Terralaboris asbl

Détermination du CPAS compétent en cas de séjours dans des maisons d’accueil successifs

Commentaire de C. trav. Mons, 18 mai 2011, R.G. 2009/AM/21.718

Mis en ligne le vendredi 18 novembre 2011


Cour du travail du Mons, 18 mai 2011, R.G. n° 2009/AM/21.718

Terra Laboris asbl

Dans un arrêt du 18 mai 2011, la cour du travail de Mons rappelle la règle applicable en ce qui concerne la détermination du CPAS secourant, dans l’hypothèse de séjours dans des établissements d’accueil successifs.

Les faits

Le parcours du demandeur, ayant donné lieu litige, est le suivant :

  • hébergement dans une maison d’accueil de la ville de Mons et domiciliation dans la même ville avec intervention du CPAS pour une période allant jusqu’au 1er février 2000 ;
  • brèves prestations en qualité d’intérimaire et ré-intervention du CPAS jusqu’au mois d’octobre mais hébergement pendant cette période à concurrence de trois mois dans un home dans une autre commune avec domiciliation dans celui-ci, ensuite à l’Armée du Salut à Bruxelles et retour à la maison d’accueil de Mons en septembre 2000 ;
  • situation de sans-abri pendant quelques jours suite à son exclusion de la maison d’accueil et admission à la Communauté Emmaà¼s de Marchienne-au Pont, avec cependant une nouvelle domiciliation à Mons à partir d’octobre 2000.

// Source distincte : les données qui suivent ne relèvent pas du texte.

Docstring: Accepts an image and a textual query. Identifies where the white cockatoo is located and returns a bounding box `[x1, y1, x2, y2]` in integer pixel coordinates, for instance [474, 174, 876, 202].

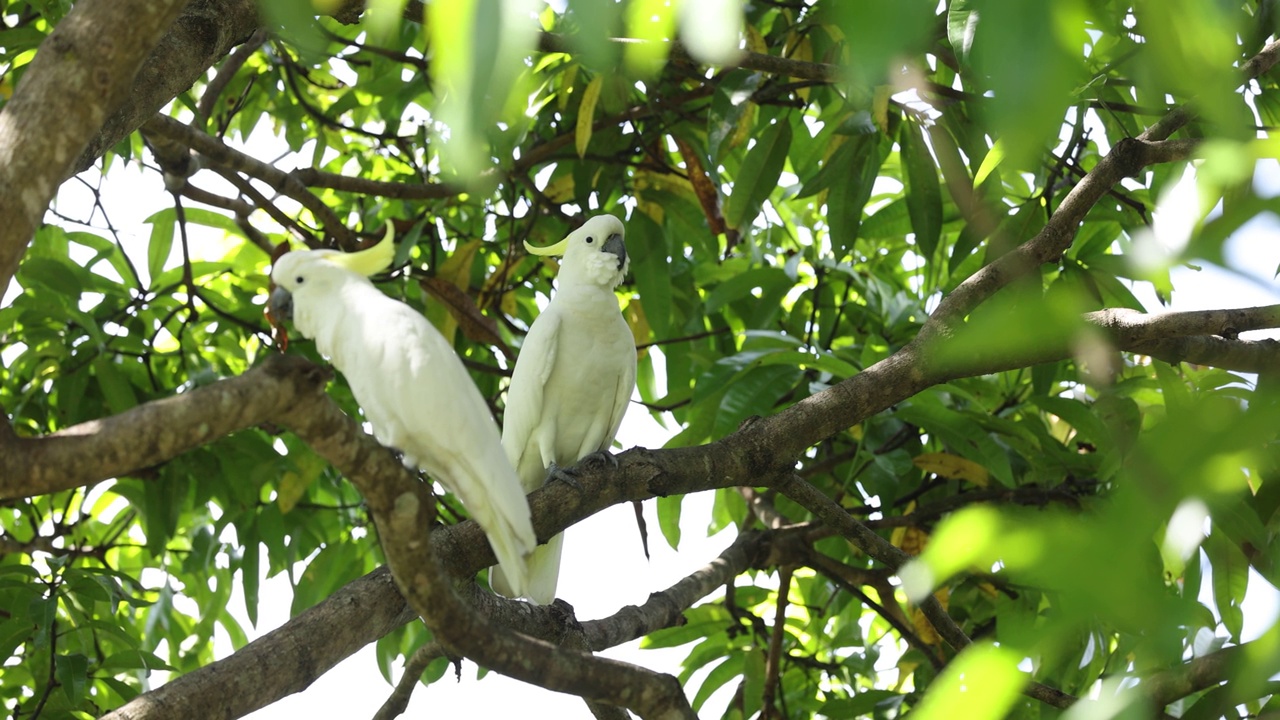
[267, 225, 536, 597]
[490, 214, 637, 604]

Suite à ces déménagements et changements de domicile, se pose la question de la détermination du CPAS compétent, le CPAS de Mons ayant refusé d’intervenir à partir du moment où l’intéressé fut exclu de la maison d’accueil. Le CPAS de Mons renvoie au CPAS de Charleroi, qui s’estime incompétent au motif que l’intéressé était domicilié à Mons et que ce domicile était devenu effectif, dans la mesure où il y avait interruption entre les séjours en maison d’accueil.

Décision du tribunal du travail

Le tribunal du travail a considéré que c’est le CPAS de Charleroi qui devait intervenir.

Position des parties en appel

Le CPAS de Charleroi (appelant) considère que c’est celui de Mons qui est compétent, sur la base de l’article 2, § 1er de la loi du 2 avril 1965 relatif à la prise en charge des secours accordés par les commissions d’assistance publique.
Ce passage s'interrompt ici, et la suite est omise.